The plum trees are bloom-heavy; I can almost hear them sigh with their new weight, their pink swag. Errant petals fill the parking lot gutters and dot the windshields of cars sitting all day in the sun. Students and coaches spill across the field. Visitors make their way to the stadium with fold-chairs, umbrellas, and blankets. The very young children already run their chase-games up and down the bleacher steps.
The school’s auxiliary roads are lined with yellow buses. The athletes, girls and boys both, move in a slow wave of school-colored uniforms: red, purple, black, green and then break off into same colored bunches. At the east end of the field a circle of boys, my son among them, sit, leaning back on their thin arms, their spiked running shoes toes up, waiting.
A barefoot girl carries a giant carton of goldfish crackers. Each time she passes like-uniformed runners, she fills their hands with orange fish to eat. Many of the runners carry their neon shoes — their hornet green, or ozone blue, or fire pink shoes, hooked on two fingers, dangling at their side. They walk in socks, now grass-damp and covered with clippings.
A coach with a bullhorn calls for hurdle help — “If you’re in the center field and not prepping for a race, please help move the hurdles into lanes one through five.” No one reacts quickly, but one by one, several students curve around toward the lanes, heave the hurdles from the grass to the track, click them exactly into place.
The pole vaulters in purple begin to warm up; they do short runs, six to eight strides, and mime the pole plant. The hurdlers in red stretch, raising their knees high up in the air, exaggerated drum majors. Step. Step. Step.
The stadium speakers crackle and the announcer lists the first three races; first call, second, and a final before the starting gun cracks loud and the runners leap forward. While this is happening, pole vaulting, discus tossing and long jumping are also beginning and ending and beginning again, the events staggered in with the rest of the races.
This is all well and good, quick paced, something to watch almost anywhere. Until the 3,200. I am new to track and field and the first time I hear the race called, I think it’s a mistake. Again they call for runners in the 3,200, check in, line up. I do the calculation — eight full laps — no way. I’d watched students struggle in the 800 and 400, but at least those races end fairly quickly. The 3,200? A lifetime.
Despite my incredulousness, the start gun sounds. A gaggle of girls, all visually clumped together, lope gently. One pulls ahead, and then two more and then another one. Then the spread grows bigger and bigger, until the first girl passes the last, a full lap ahead. I can no longer tell who’s in first, or second, or third. I can no longer even tell who is last.

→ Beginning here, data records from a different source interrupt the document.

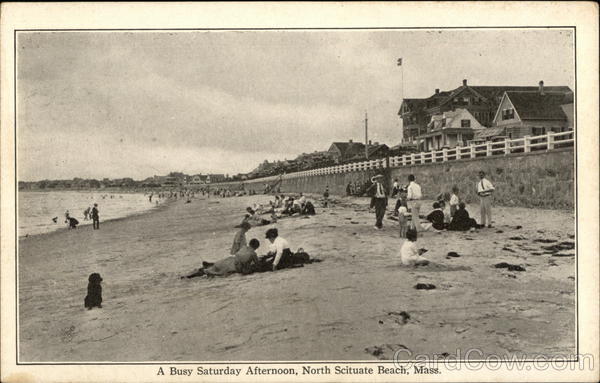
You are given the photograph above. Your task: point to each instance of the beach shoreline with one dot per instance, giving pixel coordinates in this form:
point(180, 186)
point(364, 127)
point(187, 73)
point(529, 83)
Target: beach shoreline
point(149, 314)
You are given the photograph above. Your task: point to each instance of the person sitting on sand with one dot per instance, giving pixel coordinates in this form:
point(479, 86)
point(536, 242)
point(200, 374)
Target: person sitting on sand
point(242, 262)
point(239, 240)
point(461, 220)
point(409, 254)
point(436, 217)
point(73, 223)
point(253, 219)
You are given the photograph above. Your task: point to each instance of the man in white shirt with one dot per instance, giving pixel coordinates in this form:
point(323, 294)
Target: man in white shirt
point(413, 198)
point(278, 247)
point(485, 189)
point(379, 200)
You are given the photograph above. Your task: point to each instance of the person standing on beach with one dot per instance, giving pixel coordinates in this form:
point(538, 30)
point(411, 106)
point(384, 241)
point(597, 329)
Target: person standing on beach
point(395, 188)
point(279, 248)
point(95, 217)
point(485, 189)
point(413, 197)
point(454, 201)
point(379, 200)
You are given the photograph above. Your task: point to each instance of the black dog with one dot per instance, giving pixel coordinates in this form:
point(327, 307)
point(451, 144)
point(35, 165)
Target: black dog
point(94, 297)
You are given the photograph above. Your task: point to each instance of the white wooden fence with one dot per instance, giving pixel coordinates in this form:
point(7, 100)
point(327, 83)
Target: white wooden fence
point(525, 144)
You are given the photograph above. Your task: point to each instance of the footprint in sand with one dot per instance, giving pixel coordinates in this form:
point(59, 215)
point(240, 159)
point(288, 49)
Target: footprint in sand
point(385, 351)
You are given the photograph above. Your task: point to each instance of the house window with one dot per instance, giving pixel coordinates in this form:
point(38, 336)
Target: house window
point(538, 131)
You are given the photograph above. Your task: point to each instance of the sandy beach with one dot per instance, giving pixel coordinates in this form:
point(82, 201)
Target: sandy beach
point(348, 307)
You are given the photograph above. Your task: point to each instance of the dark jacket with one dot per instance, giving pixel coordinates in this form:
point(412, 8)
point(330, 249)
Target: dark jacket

Some faces are clearly more stressed and tired than others. Some are almost, but not quite struggling. Four or three or two laps to go — I’m unsure. One girl finishes and the crowd cheers, then another, more cheering. The remaining girls run, focused, dogged, tired and finish one by one. At the far side of the track, yelling erupts. “Remember who you’re running for!” the words come from a coach jogging in the infield along with one of the racers. Then there are more people, teammates, all calling, “Finish!” and “You can do this!”
The girl stares straight ahead and moves steadily, in her own set pace, one foot in front of the other. “Remember who you’re running for!!” the coach screams again. This runner is the only one left on the track. She has a full lap to go, alone. I try to figure out which team she’s running for — which color belongs to which school? Then I understand: She’s running for herself. The whole team reminds her. She runs and runs. She crosses the finish line. Everyone cheers. High school students are brave. High school students are wise. We can learn from them. I did.